I saw that car on camaros.net. You were thinking of selling it and asking what you should do.


----------



## Cut4fun (Mar 26, 2006)

JNyz said:


> I saw that car on camaros.net. You were thinking of selling it and asking what you should do.


Correct,Phew, it was close too. $15,000 was hard to turn down. Just knew I would probably regret it down the road if i sold it. But went and just bought another plow truck outright. Then just sold the 2 wheel drive truck I had to off set the purchase.


----------



## NWCS (Mar 26, 2006)

i have been thinking about getting a 68 camero.. a friend i knew about 7 years ago was going to sell it to me for $600 back then.. i just learned he STILL has it! needs a new drivers side front fender, engine/trans and wheels/tires.. could be a fun project! i bet i could get it for $400 or less


----------



## blackoak (Mar 26, 2006)

Cut4fun said:


> This was my project car in the 90's. 66-327 PG 4:11
> http://www.arboristsite.com/attachment.php?attachmentid=26803&d=1127070388
> http://www.arboristsite.com/attachment.php?attachmentid=26802&d=1127070275


 What shape was it in when you first got it?
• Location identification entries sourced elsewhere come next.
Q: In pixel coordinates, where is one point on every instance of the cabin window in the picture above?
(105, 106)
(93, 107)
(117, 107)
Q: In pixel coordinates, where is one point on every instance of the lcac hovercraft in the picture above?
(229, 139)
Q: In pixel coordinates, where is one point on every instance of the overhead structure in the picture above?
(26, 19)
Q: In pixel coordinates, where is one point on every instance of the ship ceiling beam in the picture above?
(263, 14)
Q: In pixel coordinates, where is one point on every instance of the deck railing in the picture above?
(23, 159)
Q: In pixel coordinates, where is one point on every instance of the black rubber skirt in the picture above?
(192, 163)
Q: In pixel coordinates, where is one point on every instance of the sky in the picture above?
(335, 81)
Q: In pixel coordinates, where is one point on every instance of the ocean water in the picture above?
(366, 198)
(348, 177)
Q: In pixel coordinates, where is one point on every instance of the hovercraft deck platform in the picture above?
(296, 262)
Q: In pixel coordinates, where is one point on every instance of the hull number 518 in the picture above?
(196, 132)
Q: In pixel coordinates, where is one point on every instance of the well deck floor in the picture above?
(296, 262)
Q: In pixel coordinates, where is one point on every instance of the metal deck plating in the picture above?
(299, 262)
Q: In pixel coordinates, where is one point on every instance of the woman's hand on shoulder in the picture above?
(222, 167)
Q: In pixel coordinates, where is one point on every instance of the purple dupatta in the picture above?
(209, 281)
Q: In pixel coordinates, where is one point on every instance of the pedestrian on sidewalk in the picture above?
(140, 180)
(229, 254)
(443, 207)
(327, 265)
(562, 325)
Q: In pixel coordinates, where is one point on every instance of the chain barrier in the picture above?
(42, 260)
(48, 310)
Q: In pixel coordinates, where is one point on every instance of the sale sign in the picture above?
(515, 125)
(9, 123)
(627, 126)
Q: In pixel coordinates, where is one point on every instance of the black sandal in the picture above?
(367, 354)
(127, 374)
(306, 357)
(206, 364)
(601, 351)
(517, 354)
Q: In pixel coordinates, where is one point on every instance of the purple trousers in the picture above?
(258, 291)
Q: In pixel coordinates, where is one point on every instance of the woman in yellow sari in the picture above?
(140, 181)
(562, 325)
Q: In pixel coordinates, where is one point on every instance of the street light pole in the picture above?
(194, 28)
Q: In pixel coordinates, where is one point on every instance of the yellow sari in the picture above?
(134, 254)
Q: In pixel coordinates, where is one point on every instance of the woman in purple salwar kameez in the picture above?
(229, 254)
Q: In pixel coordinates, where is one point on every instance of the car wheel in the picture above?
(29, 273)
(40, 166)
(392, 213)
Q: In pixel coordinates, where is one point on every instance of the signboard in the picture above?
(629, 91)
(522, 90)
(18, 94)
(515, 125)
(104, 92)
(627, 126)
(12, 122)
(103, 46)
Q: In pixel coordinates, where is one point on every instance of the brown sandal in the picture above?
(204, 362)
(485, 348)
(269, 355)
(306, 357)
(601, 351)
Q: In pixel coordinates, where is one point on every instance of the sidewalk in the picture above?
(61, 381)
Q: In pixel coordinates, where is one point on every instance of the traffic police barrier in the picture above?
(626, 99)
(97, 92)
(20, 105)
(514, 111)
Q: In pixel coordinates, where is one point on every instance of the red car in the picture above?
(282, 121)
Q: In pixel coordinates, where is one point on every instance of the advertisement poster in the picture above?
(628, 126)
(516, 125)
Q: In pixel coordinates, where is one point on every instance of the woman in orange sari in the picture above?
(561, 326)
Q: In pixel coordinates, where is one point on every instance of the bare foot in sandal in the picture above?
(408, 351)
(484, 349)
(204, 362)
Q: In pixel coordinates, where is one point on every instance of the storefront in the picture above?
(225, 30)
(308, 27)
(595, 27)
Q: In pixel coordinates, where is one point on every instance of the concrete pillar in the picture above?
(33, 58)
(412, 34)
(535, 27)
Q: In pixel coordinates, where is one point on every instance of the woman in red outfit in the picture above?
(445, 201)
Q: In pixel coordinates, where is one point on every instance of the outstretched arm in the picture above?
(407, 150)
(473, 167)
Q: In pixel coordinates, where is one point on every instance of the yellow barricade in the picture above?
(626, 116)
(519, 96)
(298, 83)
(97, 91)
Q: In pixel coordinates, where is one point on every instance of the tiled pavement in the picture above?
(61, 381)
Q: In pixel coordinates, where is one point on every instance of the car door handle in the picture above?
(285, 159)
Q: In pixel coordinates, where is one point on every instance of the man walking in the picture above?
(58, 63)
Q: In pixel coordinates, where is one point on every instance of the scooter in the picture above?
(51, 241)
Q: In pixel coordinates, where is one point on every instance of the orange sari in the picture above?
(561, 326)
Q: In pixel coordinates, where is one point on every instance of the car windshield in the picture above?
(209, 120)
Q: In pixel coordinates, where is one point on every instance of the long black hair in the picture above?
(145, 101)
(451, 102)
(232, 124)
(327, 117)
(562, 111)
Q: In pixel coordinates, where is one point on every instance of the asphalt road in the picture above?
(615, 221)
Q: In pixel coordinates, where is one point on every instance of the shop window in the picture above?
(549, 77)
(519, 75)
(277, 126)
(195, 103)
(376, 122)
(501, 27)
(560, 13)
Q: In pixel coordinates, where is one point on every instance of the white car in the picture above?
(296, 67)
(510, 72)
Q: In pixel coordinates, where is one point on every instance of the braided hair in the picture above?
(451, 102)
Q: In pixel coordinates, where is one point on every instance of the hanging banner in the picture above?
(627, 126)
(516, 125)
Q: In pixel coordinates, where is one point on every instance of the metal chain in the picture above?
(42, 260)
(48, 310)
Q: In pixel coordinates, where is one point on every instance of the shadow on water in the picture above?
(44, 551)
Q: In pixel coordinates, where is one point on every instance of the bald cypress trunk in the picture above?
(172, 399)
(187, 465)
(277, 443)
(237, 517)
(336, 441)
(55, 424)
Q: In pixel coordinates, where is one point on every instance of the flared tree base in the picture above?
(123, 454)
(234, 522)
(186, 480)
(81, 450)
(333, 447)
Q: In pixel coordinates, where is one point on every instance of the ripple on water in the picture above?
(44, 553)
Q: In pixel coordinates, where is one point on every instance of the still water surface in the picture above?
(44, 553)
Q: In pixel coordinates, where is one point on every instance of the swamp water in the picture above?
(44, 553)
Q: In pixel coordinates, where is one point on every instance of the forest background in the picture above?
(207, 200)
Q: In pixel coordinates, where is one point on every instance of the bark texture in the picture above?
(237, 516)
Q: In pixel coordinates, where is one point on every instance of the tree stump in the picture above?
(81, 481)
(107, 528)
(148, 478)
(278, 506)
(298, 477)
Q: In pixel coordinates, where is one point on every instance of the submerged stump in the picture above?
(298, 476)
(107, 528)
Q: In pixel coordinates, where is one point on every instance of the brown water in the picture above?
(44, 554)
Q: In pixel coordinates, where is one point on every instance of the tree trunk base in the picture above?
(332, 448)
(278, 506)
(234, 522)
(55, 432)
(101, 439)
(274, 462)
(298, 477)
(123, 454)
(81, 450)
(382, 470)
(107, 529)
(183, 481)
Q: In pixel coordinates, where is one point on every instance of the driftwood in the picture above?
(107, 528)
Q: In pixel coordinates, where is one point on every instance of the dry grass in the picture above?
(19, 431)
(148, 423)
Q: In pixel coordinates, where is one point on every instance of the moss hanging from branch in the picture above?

It sure looks sweeeet now. Are you gone a let your son drive it when he gets 16?:hmm3grin2orange:


----------



## Cut4fun (Mar 27, 2006)

NWCS said:


> i have been thinking about getting a 68 camero.. a friend i knew about 7 years ago was going to sell it to me for $600 back then.. i just learned he STILL has it! needs a new drivers side front fender, engine/trans and wheels/tires.. could be a fun project! i bet i could get it for $400 or less


Man if you got a place to just store it away till you can get to it. DO IT NOW!
It is like money in the bank with 100% interest. Good 12 bolt goes for more then the price.


----------



## Cut4fun (Mar 27, 2006)

blackoak said:


> What shape was it in when you first got it? It sure looks sweeeet now. Are you gone a let your son drive it when he gets 16?:hmm3grin2orange:


Very poor mech. Ok body.If you consider replacing fenders,qtrs,rear inner well, rht front floor ok. I will dig up a ole before pit to post for you. Oh I drove the car 3 hours to my dads to pull the orginal motor out and I would stop to fill up the oil and check the gas. I have rebuilt frontend.rearend,motor,brakes+new cylinders,trans. Name it, its like a new car. As far as the boy driving it. If he chooses that car(no no no). I will have to get a detuned 8 cyc ready or put a 250 6 cyc in it for him.


----------